Image Details
Caption: Figure 1.
The γ-ray light curve (top panel) and spectrum (bottom panel) during the shock breakout from the uncollimated choked jet simulation describe in the Appendix. The spectrum is divided into the emission during the peak (blue line) and that during the tail (red line). The jet opening angle is 0.7 rad, and it is fully choked long before the shock driven by the cocoon breaks out of the ejecta fast tail. The observer is at an angle of 0.6 rad. The γ-ray signal shows the main properties of GRB 170817A (Goldstein et al. 2017).
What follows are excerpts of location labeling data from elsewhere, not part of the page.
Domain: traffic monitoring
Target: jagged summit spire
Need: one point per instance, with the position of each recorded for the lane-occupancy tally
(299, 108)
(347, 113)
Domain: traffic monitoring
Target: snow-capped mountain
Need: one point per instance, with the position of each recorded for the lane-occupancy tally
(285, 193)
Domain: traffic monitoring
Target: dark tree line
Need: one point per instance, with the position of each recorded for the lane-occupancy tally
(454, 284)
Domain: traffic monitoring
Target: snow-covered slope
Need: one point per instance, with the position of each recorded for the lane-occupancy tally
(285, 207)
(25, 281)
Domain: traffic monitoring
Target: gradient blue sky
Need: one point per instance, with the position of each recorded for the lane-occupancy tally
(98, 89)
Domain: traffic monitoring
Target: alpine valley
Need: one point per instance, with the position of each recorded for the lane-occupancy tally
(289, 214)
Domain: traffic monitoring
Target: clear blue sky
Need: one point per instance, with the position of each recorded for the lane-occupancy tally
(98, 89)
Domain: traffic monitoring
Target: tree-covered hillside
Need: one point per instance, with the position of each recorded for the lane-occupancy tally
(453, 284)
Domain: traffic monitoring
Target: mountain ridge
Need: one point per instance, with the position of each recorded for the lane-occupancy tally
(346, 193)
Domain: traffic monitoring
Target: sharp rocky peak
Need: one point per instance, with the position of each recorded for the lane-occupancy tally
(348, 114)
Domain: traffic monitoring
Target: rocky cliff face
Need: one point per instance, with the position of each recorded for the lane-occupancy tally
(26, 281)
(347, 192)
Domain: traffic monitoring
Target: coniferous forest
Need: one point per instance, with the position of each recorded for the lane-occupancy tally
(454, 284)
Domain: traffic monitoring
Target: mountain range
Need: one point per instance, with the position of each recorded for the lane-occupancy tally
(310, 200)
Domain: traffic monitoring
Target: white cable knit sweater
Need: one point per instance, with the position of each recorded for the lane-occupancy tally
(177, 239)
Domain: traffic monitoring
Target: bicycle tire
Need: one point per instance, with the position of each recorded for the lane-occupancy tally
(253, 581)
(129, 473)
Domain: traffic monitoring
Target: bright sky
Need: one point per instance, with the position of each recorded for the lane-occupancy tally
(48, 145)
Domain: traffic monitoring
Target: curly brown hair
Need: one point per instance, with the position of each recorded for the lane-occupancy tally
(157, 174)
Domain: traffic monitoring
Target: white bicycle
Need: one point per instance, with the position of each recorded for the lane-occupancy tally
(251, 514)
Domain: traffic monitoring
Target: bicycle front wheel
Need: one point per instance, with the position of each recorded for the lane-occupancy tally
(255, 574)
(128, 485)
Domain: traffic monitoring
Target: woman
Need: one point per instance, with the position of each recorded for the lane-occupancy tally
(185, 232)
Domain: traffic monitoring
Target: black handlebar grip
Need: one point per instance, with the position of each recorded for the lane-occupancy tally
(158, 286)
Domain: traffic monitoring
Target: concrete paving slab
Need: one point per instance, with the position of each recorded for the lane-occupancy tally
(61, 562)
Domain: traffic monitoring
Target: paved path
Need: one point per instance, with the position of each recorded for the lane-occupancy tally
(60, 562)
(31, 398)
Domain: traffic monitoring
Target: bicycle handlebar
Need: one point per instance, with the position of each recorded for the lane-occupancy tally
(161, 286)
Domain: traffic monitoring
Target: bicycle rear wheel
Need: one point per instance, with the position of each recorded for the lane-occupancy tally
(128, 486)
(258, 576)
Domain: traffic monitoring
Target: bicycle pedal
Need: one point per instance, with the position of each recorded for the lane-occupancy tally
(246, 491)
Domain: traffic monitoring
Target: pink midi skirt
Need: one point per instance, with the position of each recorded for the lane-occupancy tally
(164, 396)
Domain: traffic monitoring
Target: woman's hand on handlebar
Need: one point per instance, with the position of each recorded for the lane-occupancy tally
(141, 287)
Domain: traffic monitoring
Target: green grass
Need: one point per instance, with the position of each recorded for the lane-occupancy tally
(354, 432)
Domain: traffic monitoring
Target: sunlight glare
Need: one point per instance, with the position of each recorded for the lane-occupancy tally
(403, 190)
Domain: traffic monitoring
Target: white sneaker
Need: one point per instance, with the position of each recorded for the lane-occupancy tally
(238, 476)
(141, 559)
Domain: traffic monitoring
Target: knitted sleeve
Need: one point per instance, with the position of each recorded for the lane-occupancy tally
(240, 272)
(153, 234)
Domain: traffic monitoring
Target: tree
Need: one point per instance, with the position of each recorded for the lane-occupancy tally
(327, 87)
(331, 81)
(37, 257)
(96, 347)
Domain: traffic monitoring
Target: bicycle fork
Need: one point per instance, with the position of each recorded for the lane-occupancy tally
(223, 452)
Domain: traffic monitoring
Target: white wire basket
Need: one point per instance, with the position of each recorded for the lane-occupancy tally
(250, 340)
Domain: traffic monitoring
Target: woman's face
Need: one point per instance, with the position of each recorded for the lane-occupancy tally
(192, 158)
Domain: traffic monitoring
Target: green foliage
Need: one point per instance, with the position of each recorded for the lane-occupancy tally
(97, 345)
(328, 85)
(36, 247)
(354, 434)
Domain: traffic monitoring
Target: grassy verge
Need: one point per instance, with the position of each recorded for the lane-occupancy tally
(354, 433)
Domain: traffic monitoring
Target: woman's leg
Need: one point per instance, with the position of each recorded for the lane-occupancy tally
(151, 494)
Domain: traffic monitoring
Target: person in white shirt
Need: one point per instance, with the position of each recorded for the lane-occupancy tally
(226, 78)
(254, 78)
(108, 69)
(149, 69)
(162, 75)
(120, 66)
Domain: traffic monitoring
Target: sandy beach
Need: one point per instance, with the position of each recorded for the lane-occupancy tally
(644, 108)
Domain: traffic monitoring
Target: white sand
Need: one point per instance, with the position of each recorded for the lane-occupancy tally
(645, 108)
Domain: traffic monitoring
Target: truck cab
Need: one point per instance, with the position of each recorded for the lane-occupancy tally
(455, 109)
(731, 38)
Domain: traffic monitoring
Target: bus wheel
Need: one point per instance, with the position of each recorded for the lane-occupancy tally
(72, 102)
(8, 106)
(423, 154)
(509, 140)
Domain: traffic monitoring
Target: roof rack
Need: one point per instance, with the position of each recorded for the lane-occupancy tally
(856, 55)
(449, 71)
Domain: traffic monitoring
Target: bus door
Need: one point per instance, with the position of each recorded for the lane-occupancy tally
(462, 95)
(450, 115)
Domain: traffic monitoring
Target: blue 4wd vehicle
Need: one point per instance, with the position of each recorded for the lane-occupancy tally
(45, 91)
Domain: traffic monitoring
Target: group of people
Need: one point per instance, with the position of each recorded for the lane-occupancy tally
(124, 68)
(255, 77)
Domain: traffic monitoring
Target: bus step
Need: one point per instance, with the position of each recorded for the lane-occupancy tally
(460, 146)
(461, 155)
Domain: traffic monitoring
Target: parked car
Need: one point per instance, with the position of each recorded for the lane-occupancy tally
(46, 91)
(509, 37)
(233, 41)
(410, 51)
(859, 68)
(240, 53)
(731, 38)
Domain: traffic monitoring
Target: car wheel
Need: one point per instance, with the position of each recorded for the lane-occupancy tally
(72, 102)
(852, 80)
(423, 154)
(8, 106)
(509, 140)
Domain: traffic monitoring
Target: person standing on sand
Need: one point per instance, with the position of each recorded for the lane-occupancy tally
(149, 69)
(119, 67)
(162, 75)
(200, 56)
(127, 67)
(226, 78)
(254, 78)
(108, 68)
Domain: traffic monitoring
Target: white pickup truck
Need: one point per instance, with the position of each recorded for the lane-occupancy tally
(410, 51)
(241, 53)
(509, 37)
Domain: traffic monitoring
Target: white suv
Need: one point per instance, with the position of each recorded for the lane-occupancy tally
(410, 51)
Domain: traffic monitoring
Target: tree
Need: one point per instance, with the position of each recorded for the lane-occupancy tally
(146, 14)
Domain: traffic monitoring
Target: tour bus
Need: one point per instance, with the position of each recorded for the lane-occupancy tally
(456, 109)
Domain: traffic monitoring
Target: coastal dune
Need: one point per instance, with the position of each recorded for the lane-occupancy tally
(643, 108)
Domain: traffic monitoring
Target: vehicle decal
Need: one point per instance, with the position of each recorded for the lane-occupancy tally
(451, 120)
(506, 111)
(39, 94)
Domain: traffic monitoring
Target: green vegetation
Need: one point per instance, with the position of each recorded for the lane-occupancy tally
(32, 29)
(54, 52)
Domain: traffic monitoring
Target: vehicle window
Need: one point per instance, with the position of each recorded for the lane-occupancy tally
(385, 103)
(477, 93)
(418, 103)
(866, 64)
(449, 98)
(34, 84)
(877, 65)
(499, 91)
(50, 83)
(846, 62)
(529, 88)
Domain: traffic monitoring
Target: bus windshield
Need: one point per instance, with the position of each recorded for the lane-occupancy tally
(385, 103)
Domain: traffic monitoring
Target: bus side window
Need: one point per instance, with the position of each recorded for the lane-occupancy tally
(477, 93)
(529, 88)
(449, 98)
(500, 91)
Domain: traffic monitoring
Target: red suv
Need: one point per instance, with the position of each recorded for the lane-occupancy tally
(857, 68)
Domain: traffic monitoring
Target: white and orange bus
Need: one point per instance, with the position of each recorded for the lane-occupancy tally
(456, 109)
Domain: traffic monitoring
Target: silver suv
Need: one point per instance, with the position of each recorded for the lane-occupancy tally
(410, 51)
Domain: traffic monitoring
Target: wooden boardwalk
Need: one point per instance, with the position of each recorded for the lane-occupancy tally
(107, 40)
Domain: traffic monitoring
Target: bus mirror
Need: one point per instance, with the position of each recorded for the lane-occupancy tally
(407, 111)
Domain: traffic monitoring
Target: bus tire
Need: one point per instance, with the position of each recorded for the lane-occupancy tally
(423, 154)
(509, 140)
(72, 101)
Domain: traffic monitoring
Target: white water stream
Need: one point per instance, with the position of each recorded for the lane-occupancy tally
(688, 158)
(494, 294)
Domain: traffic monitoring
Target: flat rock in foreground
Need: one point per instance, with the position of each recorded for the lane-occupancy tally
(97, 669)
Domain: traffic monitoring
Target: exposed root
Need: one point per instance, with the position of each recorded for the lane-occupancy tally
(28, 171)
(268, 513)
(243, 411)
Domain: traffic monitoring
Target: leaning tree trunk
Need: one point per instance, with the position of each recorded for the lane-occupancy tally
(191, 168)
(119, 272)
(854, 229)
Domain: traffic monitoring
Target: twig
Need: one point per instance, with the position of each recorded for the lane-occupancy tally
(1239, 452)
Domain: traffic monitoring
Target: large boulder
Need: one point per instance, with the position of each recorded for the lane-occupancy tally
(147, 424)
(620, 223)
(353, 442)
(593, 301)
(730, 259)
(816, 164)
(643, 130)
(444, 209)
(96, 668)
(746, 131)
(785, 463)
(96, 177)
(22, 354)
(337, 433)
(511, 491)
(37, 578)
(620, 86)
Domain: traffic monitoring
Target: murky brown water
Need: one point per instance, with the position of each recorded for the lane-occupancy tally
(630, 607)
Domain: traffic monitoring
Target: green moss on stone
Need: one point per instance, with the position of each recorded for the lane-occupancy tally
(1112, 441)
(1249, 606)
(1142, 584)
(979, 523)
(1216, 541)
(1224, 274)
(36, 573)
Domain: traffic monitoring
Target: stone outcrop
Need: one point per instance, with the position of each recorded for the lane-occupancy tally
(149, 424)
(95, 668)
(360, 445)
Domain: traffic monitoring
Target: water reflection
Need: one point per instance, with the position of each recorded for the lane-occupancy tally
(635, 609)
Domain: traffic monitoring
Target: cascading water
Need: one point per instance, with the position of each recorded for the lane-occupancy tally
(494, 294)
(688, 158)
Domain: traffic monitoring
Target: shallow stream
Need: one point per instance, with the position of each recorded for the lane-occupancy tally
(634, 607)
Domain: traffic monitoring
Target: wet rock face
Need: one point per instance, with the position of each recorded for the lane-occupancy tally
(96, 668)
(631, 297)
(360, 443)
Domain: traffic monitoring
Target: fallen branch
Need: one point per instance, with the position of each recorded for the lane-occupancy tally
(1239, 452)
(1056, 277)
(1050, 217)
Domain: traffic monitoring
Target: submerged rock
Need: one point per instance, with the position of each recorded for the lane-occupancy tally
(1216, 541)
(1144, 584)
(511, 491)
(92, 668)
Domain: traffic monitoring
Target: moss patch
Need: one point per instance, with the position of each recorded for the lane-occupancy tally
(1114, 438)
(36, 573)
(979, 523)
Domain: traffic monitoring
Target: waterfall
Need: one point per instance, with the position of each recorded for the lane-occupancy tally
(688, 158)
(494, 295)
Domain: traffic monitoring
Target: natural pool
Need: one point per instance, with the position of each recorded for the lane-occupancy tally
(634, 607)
It starts rising about 1.5 s after the merger, having a peak that lasts about 0.5 s, followed by a longer decay that lasts an additional second. The peak luminosity is comparable to that of GRB 170817A to within an order of magnitude (about a factor of 3 brighter). The spectrum shows a hard-to-soft evolution where the peak of νFν is Ep ≈ 110 keV during the initial pulse (integrated up to 2.3 s) and Ep ≈ 55 keV during the tail (after 2.3 s). This should be compared to GRB 170817A, where in the initial pulse ﹩{E}_{p}=185\pm 62\,\mathrm{keV}﹩ and the tail’s spectrum is consistent with a blackbody with T ≈ 10 keV, where Ep ≈ 40 keV.